In a different look at the same issue, however, was a professor at the poster session who surveyed his students about iPod use and found that they did not want ‘educational’ material encroaching on their ‘recreational’ device. They very clearly saw the dilineation between work space and play space and never the twain shall meet…..
This question about how far into student spaces we should venture before we start to get pushback was the topic of a discussion session I went to. Lots of discussion about how schools are using wikis, blogs and even Second Life but no consensus about how far we should take it. Anecdotally there is a lot of evidence that students don’t want grown-ups in their spaces, but also anecdotally you have some success stories about faculty using Facebook groups successfully in classes. I think the key is to know your students and your campus culture. The group did recognize that a lot of the social software technologies that we are experimenting with (RSS aggregators, Second Life, etc.) have yet to ‘catch on’ with undergrads, and there is some evidence that even Facebook is becoming less popular with college students as High School students are now allowed and employers and grad schools are now looking at profiles in hiring and admission processes.

The general session this afternoon was on disaster preparedness and recovery. Presented by people from Southern Miss. Univ. and LSU we got a first hand look at how disasters can affect all areas of a campus even when your campus is not the one hit. Southern Miss. was nearly completely wiped out by the storm, LSU just had all of the issues around being an evacuation point. They gave good advice – and sobering account of how Katrina affected so many. I know I’m going to go home and make an inventory of our house and store it online somewhere I can get to it even if the house is gone!

Tuesday AM at Educause

Tuesday, June 12, 2007 10:39 am

My first session this morning is about a faculty development program at Florida comunity College at Jacksonville. They put together teams of 4 faculty and gave them extensive pedagogy, tech training and interactive learning training. The faculty use these skills to create courses that can be taught face-to-face, blended or fully online. The faculty get 15 hours of pedagogy, 12 hours of Blackboard and 6 hours of multimedia training. In addition they get mentoring, beta testing for their courses and other support for developing the class. They also get financial compensation and rewards for participating in the program which has been a key to its success.
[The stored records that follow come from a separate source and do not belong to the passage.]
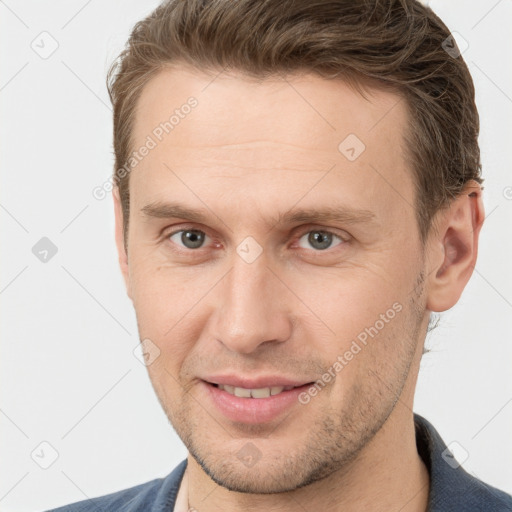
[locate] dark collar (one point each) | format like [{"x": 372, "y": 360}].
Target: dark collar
[{"x": 451, "y": 487}]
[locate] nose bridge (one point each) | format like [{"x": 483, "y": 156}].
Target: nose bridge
[{"x": 251, "y": 306}]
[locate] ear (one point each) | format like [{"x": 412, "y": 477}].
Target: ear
[
  {"x": 453, "y": 247},
  {"x": 120, "y": 243}
]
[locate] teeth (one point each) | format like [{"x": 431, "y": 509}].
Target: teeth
[{"x": 254, "y": 393}]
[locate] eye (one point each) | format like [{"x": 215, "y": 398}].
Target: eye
[
  {"x": 189, "y": 238},
  {"x": 319, "y": 240}
]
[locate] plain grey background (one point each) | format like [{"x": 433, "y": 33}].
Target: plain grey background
[{"x": 70, "y": 377}]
This is a remarkable program and makes me wish we had a centralized faculty development office at WFU to develop these sorts of programs. Perhaps that will come out of the strategic plan.

Someone just stopped me in the hall and told me my postings from yesterday got big play in the Program Committee breakfast this morning. They gave us out the tag to use if blogging the conference and I did and they found it. Good thing I didn’t say mean things! It really is a well-run conference.

Educause Post 2

Monday, June 11, 2007 5:59 pm

The keynote speaker this afternoon on the technology at the Georgia Aquarium was fascinating. Can’t wait to go there to see it all first hand. I was hoping to get there this trip, but it will have to wait until November when I’m brining Erin down to meet up with a college friend and her daughter.

The second session of the afternoon was an interesting one from Georgia Gwinnett College, a brand new campus in the Univ. of GA system. They did a pilot with with two classes and gave them cell phones for data collection and to use as an audience response system. They did some cool things and learned a lot. They are now REQUIRING faculty to have cell phones (numbers published in the staff directory). They can use their own phones, or use a state provided one which is paid for, but they cannot use it for personal calls. They will be requiring cell phones with text messaging capabilities for all students starting next year. They plan to start providing grades and other information to students on them.

The reception was very nice tonight (who can fault a reception where you get a free glass of wine AND chocolate fondue??) and tomorrow will be filled with more sessions – another on podcasting, one on social software and a couple on Information Literacy.